Plaintiff in error was tried and convicted upon an indictment for murder. He is now, and has been for upwards of five and one-half years last past, in the penitentiary under a sentence of imprisonment for life. Several errors are assigned, but we deem it unnec*391essary to consider any, save two. The jury after deliberating for a considerable length of time, and being brought into court at their own request, propounded the following question: “ Can the jury indorse on the verdict a recommendation for mercy? ” To which question the court answered by a written instruction that they could indorse such recommendation upon their verdict should they desire so to do. Thereupon they retired, and soon after returned a verdict of guilty in manner and form as charged in the indictment. They also embraced in such verdict the following: “We, the jury, recommend the defendant to the mercy of the court.” Thus it appears that some of the jurors were opposed to a conviction for the grade of crime finally found' in their verdict, and that they only consented thereto upon condition that the recommendation for mercy be incorporated. They must have been led to suppose, from the court’s answer to their question, that this might have weight in mitigating the severity of the sentence to be pronounced. Any other explanation of the proceedings would be absurd; and it must be assumed that without such belief the verdict, as returned, would not have been agreed upon. Yet, as the law then stood, the court was powerless to heed their suggestion. Upon a verdict in this form, it was his duty to pronounce a sentence of imprisonment for life. The law fixed the penalty, and he could not subtract a single day. He must either set the verdict aside and order a new trial, or enter the judgment fixed by the statute. The instruction mentioned was, therefore, clearly misleading, and its submission was under the circumstances a fatal error.

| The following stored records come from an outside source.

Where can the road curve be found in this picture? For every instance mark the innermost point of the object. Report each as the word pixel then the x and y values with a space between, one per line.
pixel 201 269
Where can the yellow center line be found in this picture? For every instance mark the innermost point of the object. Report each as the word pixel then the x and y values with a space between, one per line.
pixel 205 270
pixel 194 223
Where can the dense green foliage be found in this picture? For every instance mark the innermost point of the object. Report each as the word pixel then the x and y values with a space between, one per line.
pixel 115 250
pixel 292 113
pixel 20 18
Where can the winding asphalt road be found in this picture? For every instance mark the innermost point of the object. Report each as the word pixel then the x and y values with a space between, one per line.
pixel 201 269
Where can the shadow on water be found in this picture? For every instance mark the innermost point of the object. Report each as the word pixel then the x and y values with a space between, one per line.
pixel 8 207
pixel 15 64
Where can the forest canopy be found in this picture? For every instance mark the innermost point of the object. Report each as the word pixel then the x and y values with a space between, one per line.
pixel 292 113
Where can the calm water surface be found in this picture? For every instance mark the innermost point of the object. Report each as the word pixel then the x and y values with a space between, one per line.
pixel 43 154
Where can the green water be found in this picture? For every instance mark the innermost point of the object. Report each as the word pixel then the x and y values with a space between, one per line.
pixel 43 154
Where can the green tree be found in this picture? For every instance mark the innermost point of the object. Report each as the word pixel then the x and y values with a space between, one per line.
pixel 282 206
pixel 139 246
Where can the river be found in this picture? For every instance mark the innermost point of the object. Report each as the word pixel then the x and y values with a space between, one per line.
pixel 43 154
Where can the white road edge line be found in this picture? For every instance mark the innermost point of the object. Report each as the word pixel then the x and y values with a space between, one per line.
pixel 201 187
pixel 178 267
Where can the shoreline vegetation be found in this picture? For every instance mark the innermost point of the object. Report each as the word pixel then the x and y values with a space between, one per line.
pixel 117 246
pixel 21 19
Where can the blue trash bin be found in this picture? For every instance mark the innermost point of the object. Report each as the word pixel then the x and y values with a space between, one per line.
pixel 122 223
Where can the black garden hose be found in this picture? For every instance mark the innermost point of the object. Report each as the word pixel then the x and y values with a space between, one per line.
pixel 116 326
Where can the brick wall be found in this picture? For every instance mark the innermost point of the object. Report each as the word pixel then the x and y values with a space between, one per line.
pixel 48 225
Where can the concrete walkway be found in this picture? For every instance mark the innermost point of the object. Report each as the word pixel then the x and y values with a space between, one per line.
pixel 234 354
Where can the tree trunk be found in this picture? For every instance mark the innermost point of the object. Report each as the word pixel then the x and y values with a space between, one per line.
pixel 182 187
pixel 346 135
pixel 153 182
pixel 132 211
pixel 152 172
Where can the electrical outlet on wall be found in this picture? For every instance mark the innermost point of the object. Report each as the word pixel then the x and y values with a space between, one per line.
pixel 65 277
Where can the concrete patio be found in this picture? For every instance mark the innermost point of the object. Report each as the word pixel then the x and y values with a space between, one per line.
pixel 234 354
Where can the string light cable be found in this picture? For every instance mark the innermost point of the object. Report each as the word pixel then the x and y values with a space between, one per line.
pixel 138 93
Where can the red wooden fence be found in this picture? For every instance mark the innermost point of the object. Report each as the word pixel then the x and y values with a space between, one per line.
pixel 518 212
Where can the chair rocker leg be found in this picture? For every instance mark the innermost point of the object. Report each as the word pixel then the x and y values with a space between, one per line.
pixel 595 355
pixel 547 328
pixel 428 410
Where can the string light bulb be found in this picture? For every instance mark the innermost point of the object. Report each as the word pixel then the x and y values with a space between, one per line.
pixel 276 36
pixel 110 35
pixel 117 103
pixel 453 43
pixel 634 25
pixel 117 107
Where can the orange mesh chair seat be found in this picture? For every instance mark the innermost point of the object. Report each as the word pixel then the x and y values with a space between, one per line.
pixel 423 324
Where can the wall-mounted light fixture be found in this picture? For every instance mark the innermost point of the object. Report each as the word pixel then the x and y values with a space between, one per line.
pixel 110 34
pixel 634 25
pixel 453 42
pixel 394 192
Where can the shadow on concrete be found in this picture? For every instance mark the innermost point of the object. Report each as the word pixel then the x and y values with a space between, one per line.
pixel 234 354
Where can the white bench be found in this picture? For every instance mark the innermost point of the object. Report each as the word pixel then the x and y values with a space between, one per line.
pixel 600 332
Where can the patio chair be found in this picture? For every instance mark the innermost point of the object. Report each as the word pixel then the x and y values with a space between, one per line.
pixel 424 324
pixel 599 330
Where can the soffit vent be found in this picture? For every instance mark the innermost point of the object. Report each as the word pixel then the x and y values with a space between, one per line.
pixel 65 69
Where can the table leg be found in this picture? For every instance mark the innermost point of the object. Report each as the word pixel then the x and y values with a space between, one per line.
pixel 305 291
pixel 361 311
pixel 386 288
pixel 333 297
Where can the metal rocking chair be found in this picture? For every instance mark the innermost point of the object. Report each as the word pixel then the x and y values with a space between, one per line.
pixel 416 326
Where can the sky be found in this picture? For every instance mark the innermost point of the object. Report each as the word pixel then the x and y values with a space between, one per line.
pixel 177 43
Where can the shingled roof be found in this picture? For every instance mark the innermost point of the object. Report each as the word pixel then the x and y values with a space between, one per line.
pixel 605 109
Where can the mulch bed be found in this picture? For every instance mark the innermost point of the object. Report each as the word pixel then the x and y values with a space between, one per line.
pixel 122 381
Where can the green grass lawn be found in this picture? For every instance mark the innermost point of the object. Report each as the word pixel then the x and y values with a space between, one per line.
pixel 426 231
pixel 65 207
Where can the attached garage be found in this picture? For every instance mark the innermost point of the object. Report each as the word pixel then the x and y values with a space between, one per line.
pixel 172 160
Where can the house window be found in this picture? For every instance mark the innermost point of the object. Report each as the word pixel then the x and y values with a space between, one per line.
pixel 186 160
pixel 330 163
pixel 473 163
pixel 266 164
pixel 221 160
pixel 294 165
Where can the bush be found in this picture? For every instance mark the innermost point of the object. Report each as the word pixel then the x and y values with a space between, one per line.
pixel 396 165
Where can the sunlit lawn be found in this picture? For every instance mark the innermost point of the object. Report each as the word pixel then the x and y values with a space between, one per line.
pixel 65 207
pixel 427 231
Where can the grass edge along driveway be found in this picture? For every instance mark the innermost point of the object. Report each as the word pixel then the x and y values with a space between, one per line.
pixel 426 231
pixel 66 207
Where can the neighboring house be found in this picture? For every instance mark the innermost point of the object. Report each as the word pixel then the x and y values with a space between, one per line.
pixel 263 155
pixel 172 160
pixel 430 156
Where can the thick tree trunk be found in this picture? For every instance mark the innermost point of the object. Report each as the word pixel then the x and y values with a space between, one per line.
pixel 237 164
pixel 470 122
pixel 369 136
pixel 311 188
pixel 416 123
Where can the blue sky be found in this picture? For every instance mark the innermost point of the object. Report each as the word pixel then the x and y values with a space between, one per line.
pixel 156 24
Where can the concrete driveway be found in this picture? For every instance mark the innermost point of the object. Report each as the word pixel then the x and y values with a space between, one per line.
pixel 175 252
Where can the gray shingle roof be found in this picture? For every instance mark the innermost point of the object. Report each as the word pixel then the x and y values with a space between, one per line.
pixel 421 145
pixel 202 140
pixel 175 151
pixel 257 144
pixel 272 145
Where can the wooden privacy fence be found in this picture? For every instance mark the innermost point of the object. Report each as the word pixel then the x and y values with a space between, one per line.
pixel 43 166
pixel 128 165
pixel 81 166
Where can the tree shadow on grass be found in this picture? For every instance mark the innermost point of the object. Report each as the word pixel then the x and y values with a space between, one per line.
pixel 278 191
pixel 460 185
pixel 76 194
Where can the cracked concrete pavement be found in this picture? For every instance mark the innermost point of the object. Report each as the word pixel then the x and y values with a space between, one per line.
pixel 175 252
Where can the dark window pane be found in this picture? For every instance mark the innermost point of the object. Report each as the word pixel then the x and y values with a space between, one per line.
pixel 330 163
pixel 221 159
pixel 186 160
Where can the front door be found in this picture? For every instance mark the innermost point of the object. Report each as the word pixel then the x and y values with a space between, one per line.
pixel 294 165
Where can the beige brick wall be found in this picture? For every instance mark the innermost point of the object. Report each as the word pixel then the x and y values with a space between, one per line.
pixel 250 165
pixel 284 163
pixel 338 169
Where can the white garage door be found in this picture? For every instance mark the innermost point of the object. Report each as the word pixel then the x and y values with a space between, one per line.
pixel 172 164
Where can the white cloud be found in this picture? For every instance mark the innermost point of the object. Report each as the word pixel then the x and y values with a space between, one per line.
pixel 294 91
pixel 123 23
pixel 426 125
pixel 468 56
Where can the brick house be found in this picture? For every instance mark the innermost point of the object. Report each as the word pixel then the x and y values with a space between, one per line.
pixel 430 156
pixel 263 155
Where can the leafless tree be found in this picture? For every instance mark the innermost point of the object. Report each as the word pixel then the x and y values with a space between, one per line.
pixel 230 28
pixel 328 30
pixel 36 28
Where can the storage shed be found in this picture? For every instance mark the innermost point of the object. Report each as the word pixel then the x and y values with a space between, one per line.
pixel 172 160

But we reverse the judgment in this case willingly for another reason. Surprising as |he fact may be, it is nevertheless true, that the verdict was not warranted by the evidence. In the light of all the testimony contained in the abstract before us, manslaughter is certainly the highest grade of crime for'which the accused ought to *392have been convicted. He asserts that the shooting was purely accidental. One witness testifies that before death deceased declared to him that the shooting “ was all an accident.” A witness for the state says that deceased used the following language after receiving the fatal wound: “Do try to take Pat (meaning Hackett) away from me out of the cabin. Tell him I said it was an accident.” But, discarding entirely the accident theory, the evidence, at most, sustains only the conclusion that the fatal shot was fired in a sudden heat of passion, during a drunken brawl between companions; deceased having first choked Hackett, thrown him on the bed, and otherwise maltreated him. It is deemed unnecessary to give a description of the affray at length.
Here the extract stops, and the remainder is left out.